Buyers and sellers are proving decided to press forward with their house strikes, regardless of the looming General Election, analysis from TwentyEA reveals.
Not solely has the property market’s exercise proved regular because the election was referred to as on May 22, nevertheless it has additionally remained increased than final yr when it comes to demand and provide.
TwentyEA examined the info throughout the 14 days following 22 May (23 May to five June) and located the variety of bought topic to contracts (SSTCs) was 51,025, a 9% rise on 46,802 from the identical interval in 2023.
At the identical time, the availability of latest directions was 70,049 – an increase of three.4% from 67,753 final yr. Both the demand and provide metrics are extra aligned with the identical 14 days in 2019 – the final regular market previous to the pandemic.
This is a continuation of the exercise seen because the begin of the yr, with the market usually performing effectively and intently comparable with 2019. The provide of latest directions for the primary 5 months of 2024 was at a six yr excessive of 763,651. This determine was up by 13% in contrast with the identical interval final yr and 5% in 2019. Demand (the variety of SSTCs) rose by 17% from 2023 to 529,172, rising 5.5% from 2019.

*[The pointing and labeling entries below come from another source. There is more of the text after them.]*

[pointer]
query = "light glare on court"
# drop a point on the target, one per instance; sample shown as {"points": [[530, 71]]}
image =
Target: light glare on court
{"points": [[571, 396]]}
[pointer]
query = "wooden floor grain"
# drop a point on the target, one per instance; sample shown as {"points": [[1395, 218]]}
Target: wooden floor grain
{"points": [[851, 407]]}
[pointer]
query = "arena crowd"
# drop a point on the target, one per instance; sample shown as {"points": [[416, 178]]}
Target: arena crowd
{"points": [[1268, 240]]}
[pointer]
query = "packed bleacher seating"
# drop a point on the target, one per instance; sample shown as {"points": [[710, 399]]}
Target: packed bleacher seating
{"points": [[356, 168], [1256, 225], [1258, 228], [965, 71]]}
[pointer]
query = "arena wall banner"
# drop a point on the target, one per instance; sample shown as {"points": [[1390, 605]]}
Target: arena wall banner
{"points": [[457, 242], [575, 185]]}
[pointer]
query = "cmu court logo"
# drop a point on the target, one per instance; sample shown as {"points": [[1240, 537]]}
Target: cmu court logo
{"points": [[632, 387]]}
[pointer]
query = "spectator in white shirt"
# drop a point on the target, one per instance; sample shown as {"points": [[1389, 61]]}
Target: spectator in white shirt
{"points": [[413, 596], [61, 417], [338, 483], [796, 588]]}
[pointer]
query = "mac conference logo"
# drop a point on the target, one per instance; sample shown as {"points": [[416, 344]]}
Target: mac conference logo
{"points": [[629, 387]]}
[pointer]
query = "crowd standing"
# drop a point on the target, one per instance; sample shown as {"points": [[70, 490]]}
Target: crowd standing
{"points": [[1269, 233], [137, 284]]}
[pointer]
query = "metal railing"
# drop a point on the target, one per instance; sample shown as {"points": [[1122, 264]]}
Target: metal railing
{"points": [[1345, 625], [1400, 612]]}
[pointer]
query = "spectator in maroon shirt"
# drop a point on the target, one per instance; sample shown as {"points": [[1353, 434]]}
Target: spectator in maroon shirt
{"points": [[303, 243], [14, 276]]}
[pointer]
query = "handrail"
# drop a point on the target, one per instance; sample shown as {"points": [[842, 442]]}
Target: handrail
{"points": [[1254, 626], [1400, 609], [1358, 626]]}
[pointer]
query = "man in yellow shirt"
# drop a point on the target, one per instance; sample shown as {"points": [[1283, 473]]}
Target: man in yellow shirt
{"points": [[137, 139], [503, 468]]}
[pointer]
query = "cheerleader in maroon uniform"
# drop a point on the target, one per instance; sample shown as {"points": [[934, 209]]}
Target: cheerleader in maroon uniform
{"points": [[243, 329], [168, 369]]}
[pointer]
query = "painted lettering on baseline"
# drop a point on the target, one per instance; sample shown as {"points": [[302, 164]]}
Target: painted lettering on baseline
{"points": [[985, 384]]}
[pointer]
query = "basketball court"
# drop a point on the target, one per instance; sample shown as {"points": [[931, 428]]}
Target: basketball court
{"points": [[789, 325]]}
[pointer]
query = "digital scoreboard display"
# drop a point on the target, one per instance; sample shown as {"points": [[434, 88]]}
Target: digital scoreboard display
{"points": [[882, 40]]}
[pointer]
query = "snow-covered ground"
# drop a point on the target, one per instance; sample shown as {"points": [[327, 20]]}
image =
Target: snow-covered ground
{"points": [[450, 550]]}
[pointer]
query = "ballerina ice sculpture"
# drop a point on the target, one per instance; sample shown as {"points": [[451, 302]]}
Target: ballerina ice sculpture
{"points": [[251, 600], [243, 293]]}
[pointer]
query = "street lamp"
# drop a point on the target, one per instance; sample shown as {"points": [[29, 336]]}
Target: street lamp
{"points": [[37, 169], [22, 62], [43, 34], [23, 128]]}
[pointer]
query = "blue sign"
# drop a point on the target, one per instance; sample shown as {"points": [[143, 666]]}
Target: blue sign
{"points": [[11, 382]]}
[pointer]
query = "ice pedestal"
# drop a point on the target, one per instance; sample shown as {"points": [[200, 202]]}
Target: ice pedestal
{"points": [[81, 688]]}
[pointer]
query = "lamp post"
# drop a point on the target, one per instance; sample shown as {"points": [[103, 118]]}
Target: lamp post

The provide/demand ratio was 69.3% from January to May 2024. This was barely up on final yr’s 67.1% however again in-line with the extra regular market of 2019 when it was 69%.
Across all areas of the UK, provide ranges have been increased than final yr. The desk beneath reveals the 5 areas the place they elevated essentially the most.
TwentyEA government director Katy Billany stated: “With exercise remaining regular regardless of the upcoming election, the market is trying fairly upbeat and is comparable with 2019, the interval previous to the pandemic.
“There’s a wholesome steadiness within the variety of offers being struck in contrast with the quantity of latest directions coming to market.
“Since the beginning of the yr to the top of May, there was a 17.2% rise within the variety of worth modifications in contrast with final yr however this was almost certainly an indication of sellers turning into extra sensible that the frenzied markets of 2021 and 2022 have been firmly behind us.
She added: “Fall throughs elevated by 11.5% since 2023 and we imagine that is intently linked to affordability points such because the rise in mortgage charges, which have given some consumers chilly ft or left them with a change of circumstances. As charges come down, stability will collect tempo.”